I don´t want to wait until I am at the point of no return :  tied to more responsibilities,  too old to start anew,  too stiff to  start from scratch, too bitter for the passions I was not brave enough to pursue.  I want to be brave, just this time.  My one shot to think of myself first, not about other people´s welfare.  It has taken years.  But this need has been there all along.   So each day I am gathering courage bit by bit.  And by next year  I pray that I would be  brave enough to turn my back from the  security of fat pay checks, away from the the  well-drawn path of success  that is expected of someone in my profession,  and give myself a chance to pursue the things I love most, not in small bits, not with splinters of my time, but wholly, in a free fall.

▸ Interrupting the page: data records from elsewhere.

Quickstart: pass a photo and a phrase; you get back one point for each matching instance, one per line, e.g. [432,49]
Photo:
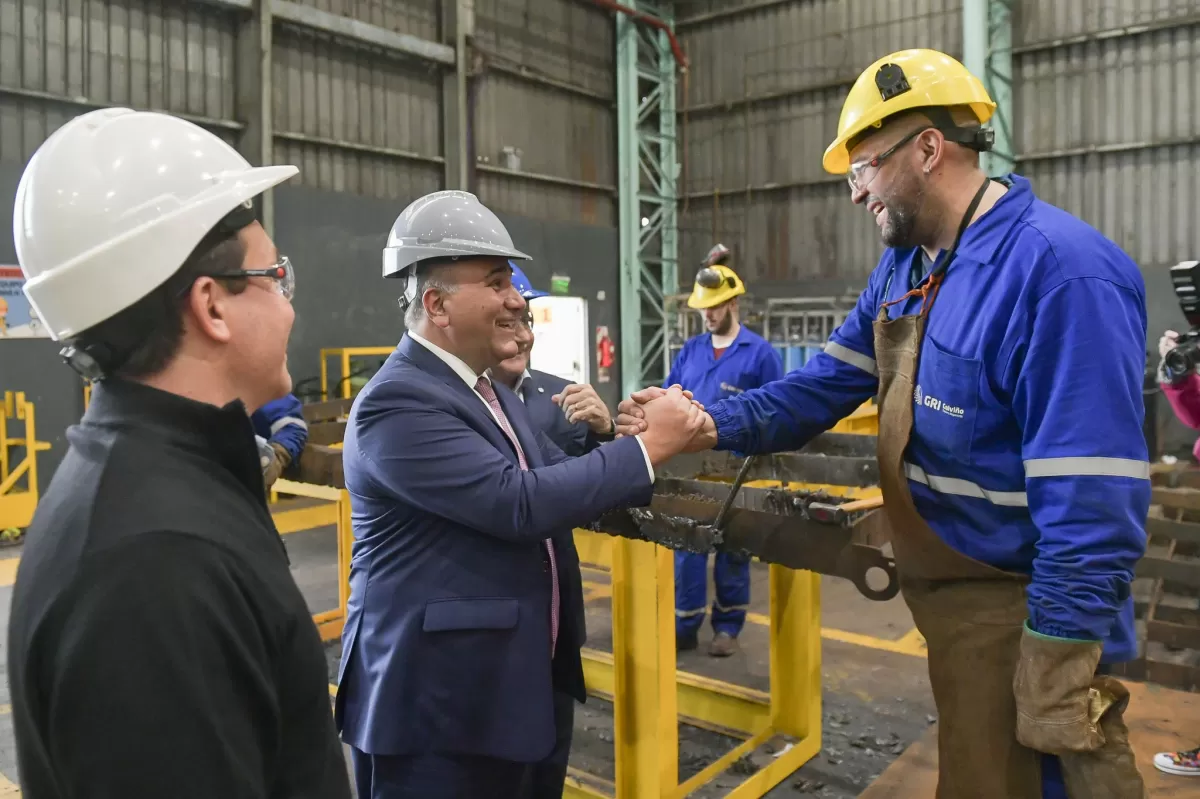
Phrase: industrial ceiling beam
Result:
[988,53]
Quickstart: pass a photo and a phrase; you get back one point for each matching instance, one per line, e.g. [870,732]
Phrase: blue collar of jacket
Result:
[983,238]
[743,337]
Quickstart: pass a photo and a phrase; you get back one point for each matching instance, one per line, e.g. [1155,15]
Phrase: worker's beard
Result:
[724,325]
[905,202]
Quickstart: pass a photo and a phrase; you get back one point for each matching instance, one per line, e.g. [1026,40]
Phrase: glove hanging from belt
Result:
[273,458]
[1060,698]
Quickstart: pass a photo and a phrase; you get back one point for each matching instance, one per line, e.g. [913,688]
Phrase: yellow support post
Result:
[647,739]
[345,354]
[330,623]
[796,653]
[17,506]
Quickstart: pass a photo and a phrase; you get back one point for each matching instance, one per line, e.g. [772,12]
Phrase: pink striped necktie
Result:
[485,390]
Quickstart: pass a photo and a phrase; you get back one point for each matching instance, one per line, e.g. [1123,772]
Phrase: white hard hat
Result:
[112,205]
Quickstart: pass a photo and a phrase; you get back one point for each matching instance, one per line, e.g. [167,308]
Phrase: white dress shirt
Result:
[468,377]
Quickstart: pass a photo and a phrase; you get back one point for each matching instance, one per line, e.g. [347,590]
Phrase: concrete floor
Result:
[875,701]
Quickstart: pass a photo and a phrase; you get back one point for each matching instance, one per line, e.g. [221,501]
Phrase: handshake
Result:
[667,420]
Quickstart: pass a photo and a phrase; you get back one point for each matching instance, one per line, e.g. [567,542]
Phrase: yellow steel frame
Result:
[329,623]
[17,506]
[345,354]
[649,696]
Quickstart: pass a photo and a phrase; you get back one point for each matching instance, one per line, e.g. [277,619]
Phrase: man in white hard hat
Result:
[157,643]
[466,610]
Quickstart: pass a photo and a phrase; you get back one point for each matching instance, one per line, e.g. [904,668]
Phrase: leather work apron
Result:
[970,613]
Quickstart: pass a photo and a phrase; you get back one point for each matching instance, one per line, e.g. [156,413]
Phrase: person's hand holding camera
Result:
[1168,342]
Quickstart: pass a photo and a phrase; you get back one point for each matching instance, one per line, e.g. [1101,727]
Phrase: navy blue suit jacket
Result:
[574,439]
[447,638]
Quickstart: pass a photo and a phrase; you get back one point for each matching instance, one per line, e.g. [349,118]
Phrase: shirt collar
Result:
[521,380]
[984,236]
[455,362]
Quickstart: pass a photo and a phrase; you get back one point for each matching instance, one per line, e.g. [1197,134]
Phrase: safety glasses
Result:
[281,272]
[862,174]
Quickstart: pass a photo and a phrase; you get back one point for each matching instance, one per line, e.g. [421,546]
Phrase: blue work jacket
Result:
[1027,449]
[282,421]
[747,364]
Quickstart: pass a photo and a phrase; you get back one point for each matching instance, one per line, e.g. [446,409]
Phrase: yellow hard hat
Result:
[901,82]
[715,284]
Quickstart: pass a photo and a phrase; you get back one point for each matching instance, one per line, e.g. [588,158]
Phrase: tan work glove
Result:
[1060,698]
[274,460]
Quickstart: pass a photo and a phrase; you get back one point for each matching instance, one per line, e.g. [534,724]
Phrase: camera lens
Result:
[1177,362]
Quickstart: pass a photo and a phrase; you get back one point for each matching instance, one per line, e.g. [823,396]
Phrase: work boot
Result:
[724,644]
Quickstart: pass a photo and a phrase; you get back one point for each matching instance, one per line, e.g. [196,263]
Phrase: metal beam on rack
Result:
[988,53]
[648,191]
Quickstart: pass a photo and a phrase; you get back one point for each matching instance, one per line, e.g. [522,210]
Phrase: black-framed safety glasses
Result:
[282,272]
[862,174]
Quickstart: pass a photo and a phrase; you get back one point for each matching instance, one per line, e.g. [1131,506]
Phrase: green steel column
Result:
[647,182]
[988,53]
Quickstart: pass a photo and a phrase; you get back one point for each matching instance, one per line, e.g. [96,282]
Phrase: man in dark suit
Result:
[570,414]
[577,421]
[466,606]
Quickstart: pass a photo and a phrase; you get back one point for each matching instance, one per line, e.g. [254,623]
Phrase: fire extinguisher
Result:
[605,350]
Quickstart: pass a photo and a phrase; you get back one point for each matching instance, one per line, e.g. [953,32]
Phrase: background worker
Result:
[571,415]
[282,433]
[721,362]
[466,607]
[1183,394]
[157,643]
[1012,458]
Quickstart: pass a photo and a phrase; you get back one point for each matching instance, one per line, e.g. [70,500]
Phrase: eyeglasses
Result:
[862,174]
[281,272]
[711,278]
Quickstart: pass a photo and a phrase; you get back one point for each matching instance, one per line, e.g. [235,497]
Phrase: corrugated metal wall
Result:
[1107,107]
[357,120]
[354,118]
[762,100]
[547,89]
[59,58]
[1107,102]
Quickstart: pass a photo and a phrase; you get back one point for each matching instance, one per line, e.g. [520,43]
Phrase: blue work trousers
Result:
[732,577]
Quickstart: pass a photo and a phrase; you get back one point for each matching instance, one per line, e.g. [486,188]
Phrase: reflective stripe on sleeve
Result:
[960,487]
[1087,468]
[280,424]
[846,355]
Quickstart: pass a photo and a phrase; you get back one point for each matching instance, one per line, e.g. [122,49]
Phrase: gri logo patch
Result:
[934,403]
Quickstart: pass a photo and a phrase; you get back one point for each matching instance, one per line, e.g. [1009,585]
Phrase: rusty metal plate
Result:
[833,458]
[769,523]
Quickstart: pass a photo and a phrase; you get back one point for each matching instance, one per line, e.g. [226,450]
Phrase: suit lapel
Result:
[435,366]
[519,420]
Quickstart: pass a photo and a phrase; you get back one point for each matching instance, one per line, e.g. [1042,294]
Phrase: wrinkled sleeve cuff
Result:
[729,437]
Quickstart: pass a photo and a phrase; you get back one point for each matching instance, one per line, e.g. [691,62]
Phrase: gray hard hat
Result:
[443,224]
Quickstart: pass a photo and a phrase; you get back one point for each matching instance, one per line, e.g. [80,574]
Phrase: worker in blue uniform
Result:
[570,414]
[721,362]
[1006,341]
[281,432]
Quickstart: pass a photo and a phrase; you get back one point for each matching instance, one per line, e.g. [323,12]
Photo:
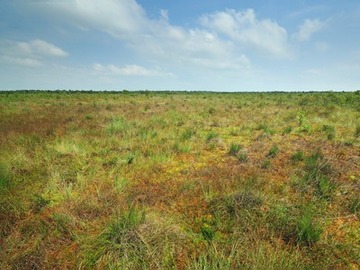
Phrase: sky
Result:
[213,45]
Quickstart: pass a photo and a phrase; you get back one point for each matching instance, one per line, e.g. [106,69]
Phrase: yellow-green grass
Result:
[177,180]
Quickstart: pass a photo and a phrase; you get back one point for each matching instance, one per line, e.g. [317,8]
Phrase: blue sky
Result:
[222,45]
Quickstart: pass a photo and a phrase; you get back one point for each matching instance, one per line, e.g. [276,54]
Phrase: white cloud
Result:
[308,28]
[322,46]
[155,38]
[31,54]
[129,70]
[45,48]
[247,31]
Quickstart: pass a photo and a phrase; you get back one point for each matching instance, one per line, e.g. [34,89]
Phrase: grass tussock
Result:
[160,180]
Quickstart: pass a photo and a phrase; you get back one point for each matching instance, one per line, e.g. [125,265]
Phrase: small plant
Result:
[130,159]
[118,125]
[4,177]
[211,135]
[265,164]
[357,132]
[39,203]
[243,157]
[308,232]
[287,130]
[273,151]
[211,111]
[317,176]
[329,131]
[234,149]
[354,206]
[301,118]
[298,156]
[187,134]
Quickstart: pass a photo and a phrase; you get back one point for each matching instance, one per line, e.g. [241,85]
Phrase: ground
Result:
[179,180]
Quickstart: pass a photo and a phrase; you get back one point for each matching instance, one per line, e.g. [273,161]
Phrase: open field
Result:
[161,180]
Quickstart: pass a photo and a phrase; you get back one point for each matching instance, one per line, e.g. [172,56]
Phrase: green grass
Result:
[179,180]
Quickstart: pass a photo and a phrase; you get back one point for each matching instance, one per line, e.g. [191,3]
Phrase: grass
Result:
[179,180]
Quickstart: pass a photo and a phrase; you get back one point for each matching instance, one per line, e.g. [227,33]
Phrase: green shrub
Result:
[4,177]
[318,175]
[329,131]
[308,232]
[273,151]
[211,135]
[357,132]
[187,134]
[298,156]
[234,149]
[265,164]
[242,156]
[118,125]
[119,243]
[287,130]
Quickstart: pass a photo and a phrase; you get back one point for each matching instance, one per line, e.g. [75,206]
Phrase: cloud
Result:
[308,28]
[43,48]
[157,39]
[243,28]
[129,70]
[33,53]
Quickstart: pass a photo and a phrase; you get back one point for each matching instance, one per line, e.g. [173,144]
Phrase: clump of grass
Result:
[211,136]
[298,156]
[187,134]
[318,175]
[39,203]
[232,205]
[329,131]
[281,219]
[273,151]
[243,157]
[265,128]
[287,130]
[265,164]
[357,132]
[119,241]
[118,125]
[5,178]
[354,206]
[308,232]
[234,149]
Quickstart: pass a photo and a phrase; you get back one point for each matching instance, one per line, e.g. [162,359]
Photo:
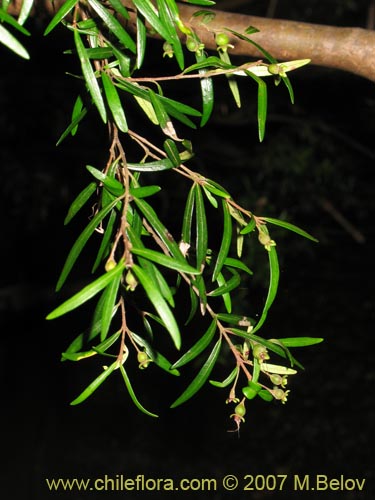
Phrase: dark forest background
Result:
[315,166]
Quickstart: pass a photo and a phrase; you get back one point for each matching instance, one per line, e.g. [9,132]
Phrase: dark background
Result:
[320,150]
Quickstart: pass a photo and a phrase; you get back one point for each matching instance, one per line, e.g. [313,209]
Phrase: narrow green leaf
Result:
[132,394]
[225,296]
[210,197]
[228,286]
[90,77]
[249,227]
[25,11]
[165,260]
[233,374]
[188,217]
[94,384]
[201,377]
[120,8]
[225,241]
[159,303]
[151,166]
[273,346]
[207,90]
[81,242]
[80,201]
[198,347]
[72,126]
[300,341]
[193,305]
[262,104]
[144,191]
[164,288]
[114,103]
[290,227]
[201,2]
[113,25]
[236,319]
[87,292]
[110,295]
[113,185]
[172,152]
[106,241]
[168,21]
[273,285]
[141,41]
[224,56]
[7,39]
[238,264]
[150,13]
[65,8]
[100,348]
[161,230]
[201,228]
[200,286]
[156,357]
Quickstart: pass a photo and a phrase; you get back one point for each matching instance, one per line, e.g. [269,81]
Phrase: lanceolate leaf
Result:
[90,77]
[151,166]
[272,288]
[81,242]
[188,217]
[300,341]
[198,347]
[225,241]
[201,228]
[290,227]
[114,103]
[94,384]
[87,292]
[106,241]
[201,378]
[80,201]
[61,13]
[159,227]
[146,8]
[110,296]
[165,260]
[227,381]
[227,287]
[207,90]
[132,393]
[238,264]
[113,25]
[159,303]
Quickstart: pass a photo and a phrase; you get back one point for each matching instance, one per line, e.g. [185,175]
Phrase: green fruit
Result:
[221,39]
[240,410]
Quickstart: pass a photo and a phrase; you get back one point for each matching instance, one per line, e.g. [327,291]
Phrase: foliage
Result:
[144,272]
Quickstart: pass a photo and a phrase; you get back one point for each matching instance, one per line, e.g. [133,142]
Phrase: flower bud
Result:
[260,352]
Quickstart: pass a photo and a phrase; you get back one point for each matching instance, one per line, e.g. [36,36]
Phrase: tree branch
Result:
[347,49]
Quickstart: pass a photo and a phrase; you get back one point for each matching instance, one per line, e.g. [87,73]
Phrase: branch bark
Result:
[347,49]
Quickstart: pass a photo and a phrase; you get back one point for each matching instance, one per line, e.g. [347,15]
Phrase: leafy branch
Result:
[144,268]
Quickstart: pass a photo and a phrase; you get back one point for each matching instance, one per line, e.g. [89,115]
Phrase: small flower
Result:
[280,394]
[260,352]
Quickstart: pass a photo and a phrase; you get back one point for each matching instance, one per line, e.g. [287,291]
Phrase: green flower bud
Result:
[221,39]
[274,69]
[276,379]
[143,360]
[131,281]
[110,264]
[260,352]
[240,410]
[168,50]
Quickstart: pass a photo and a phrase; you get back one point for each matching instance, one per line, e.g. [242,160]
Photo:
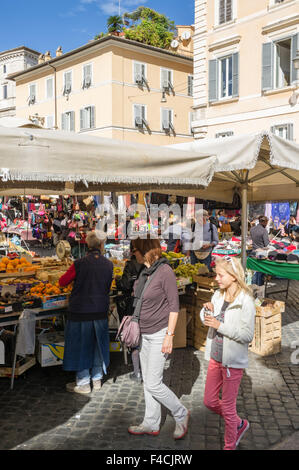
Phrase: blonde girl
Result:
[230,317]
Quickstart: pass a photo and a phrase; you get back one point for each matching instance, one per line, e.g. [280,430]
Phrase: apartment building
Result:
[245,79]
[11,61]
[114,88]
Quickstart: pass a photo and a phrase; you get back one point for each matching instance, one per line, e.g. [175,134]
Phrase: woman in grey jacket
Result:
[230,317]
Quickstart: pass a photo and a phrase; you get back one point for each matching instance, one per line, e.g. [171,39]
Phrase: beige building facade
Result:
[245,80]
[114,88]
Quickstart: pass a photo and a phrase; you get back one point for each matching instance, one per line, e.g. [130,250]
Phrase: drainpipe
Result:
[55,95]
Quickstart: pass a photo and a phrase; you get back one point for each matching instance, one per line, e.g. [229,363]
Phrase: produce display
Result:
[190,270]
[15,265]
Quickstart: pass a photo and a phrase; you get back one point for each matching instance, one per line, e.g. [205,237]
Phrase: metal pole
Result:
[244,226]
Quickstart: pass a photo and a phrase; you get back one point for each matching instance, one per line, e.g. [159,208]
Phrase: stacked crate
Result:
[267,334]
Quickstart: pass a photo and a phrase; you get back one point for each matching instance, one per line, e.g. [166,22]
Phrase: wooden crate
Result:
[19,369]
[267,335]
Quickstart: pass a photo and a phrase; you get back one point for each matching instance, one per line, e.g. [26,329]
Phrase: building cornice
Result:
[280,24]
[98,45]
[224,43]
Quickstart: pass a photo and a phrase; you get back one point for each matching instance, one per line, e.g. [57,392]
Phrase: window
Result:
[224,134]
[49,88]
[32,94]
[87,76]
[139,116]
[285,131]
[67,83]
[225,11]
[5,92]
[68,121]
[278,67]
[190,85]
[167,80]
[49,123]
[224,77]
[87,117]
[140,73]
[167,120]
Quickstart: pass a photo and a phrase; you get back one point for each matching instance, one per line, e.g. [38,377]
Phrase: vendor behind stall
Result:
[86,333]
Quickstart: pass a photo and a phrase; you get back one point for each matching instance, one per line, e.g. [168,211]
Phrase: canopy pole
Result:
[244,226]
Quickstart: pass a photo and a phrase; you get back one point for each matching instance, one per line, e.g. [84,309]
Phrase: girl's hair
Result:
[150,249]
[234,267]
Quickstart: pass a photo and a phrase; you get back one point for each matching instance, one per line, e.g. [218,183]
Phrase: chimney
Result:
[59,51]
[41,59]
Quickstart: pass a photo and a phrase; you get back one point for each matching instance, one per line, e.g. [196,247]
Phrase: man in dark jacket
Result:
[86,348]
[125,284]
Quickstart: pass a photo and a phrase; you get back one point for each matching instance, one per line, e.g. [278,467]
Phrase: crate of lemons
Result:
[16,265]
[44,290]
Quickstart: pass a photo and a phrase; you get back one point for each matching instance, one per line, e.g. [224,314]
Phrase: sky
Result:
[43,25]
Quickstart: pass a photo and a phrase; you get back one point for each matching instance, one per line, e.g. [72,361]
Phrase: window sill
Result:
[224,101]
[218,27]
[276,91]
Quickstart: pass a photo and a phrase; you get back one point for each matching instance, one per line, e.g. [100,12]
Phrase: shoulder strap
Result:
[139,302]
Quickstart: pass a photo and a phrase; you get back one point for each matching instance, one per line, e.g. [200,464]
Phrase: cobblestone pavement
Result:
[40,415]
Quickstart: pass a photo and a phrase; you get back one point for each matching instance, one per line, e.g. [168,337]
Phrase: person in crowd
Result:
[86,332]
[236,226]
[205,239]
[125,284]
[260,239]
[158,301]
[230,317]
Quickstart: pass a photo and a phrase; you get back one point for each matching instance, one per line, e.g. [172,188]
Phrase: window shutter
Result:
[50,88]
[72,121]
[190,85]
[165,118]
[290,135]
[164,78]
[63,122]
[92,116]
[267,66]
[213,80]
[235,58]
[294,47]
[228,11]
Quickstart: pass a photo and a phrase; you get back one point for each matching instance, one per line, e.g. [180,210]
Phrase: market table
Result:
[278,269]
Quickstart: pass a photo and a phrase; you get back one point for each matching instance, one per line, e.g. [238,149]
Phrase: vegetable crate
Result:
[267,334]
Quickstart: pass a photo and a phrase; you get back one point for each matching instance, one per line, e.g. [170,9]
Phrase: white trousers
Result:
[156,393]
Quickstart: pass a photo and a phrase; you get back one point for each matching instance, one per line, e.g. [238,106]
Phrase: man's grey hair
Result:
[96,240]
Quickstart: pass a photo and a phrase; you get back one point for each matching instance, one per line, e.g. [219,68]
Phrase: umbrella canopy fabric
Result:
[267,164]
[64,162]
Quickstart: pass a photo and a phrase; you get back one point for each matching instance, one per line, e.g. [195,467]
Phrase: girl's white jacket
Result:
[237,329]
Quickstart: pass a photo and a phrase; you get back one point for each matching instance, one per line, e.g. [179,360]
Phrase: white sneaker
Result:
[83,389]
[181,428]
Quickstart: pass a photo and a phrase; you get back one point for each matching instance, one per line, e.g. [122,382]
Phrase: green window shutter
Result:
[72,121]
[267,66]
[290,132]
[82,120]
[213,80]
[294,47]
[235,74]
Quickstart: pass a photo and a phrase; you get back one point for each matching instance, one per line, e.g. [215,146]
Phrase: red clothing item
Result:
[68,277]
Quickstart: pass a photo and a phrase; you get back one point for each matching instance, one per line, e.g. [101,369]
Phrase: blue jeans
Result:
[95,373]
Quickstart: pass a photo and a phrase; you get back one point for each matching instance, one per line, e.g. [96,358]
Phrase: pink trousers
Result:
[227,380]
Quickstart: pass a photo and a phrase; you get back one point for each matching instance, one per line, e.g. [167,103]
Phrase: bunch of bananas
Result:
[187,270]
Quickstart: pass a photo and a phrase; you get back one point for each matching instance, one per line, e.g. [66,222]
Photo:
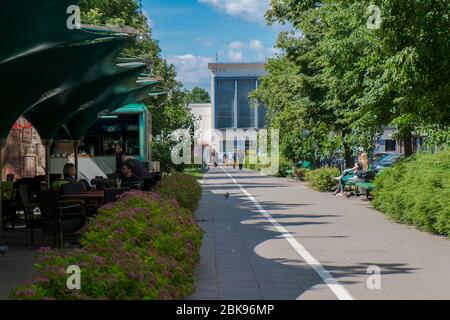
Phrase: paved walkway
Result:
[277,239]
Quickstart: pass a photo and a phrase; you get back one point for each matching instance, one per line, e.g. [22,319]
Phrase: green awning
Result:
[30,26]
[83,120]
[49,116]
[32,79]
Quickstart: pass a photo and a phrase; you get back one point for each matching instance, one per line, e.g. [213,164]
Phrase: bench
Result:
[368,186]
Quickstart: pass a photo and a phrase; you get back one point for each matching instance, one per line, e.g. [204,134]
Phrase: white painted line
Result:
[339,290]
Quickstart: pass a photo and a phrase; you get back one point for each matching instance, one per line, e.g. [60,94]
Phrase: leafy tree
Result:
[169,112]
[338,78]
[409,72]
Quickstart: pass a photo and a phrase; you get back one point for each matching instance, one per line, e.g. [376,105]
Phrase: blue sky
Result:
[192,32]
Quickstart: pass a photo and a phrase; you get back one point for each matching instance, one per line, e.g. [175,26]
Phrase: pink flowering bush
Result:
[185,189]
[143,247]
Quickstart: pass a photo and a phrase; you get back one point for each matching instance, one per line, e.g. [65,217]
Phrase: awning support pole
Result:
[76,147]
[47,143]
[2,145]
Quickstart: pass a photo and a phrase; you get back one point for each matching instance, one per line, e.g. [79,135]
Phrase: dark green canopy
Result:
[30,26]
[50,115]
[30,80]
[83,120]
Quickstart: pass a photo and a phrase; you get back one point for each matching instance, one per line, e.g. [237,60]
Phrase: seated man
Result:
[129,179]
[69,173]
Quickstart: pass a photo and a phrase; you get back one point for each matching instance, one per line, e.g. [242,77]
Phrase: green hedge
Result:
[323,179]
[184,188]
[143,247]
[417,192]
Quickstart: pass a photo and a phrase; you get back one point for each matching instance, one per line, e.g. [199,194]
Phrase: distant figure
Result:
[214,157]
[119,155]
[241,159]
[138,168]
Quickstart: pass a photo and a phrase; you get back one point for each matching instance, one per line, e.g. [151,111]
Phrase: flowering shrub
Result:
[417,192]
[184,188]
[143,247]
[323,179]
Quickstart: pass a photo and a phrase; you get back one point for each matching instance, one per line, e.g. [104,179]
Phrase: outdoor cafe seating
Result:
[27,204]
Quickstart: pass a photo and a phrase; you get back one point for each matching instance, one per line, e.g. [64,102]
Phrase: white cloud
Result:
[235,56]
[192,70]
[252,10]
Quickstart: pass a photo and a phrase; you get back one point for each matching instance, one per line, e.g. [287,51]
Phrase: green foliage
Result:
[169,112]
[323,179]
[417,192]
[144,247]
[197,95]
[184,188]
[337,82]
[300,173]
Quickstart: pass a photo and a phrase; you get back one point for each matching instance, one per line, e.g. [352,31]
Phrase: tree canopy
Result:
[339,81]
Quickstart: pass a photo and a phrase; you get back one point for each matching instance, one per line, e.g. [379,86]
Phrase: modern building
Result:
[231,107]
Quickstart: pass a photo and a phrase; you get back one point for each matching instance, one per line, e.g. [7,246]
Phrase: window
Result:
[262,112]
[246,113]
[225,104]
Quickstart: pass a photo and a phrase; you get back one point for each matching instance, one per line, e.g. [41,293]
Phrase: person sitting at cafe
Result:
[119,156]
[69,173]
[129,179]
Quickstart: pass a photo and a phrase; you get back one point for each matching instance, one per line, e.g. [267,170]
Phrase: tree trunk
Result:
[349,163]
[407,142]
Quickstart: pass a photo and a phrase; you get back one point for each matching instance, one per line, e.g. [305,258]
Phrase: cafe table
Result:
[93,199]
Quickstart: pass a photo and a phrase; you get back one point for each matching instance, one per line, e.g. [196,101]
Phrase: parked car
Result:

The coin may flip either way: success or failure.   But just once   I want to let my inner self reign.  Because this is what I want,  what most of us secretly  want.   To go out of this world knowing that I have lived on the very edge of my dreams and had the courage to jump right through , even though I was uncertain, even though I was still with fear, not knowing where I would land.



P.S.  Forgive my crazy monologue  but this  was inspired by my reading of Victoria Chang´s beautiful poetry, " The Boss Tells Me".  Reading this poem made me gasp, literally.  It was like a sharp  cut, drawing blood from my inner self.   I though, I could have written this poem myself,  that is, if I had talent like hers.  The poem  captures what I feel on  most days:  frustration, the fact that I am doing something I am somewhat good at but secretly pining for another kind of  life.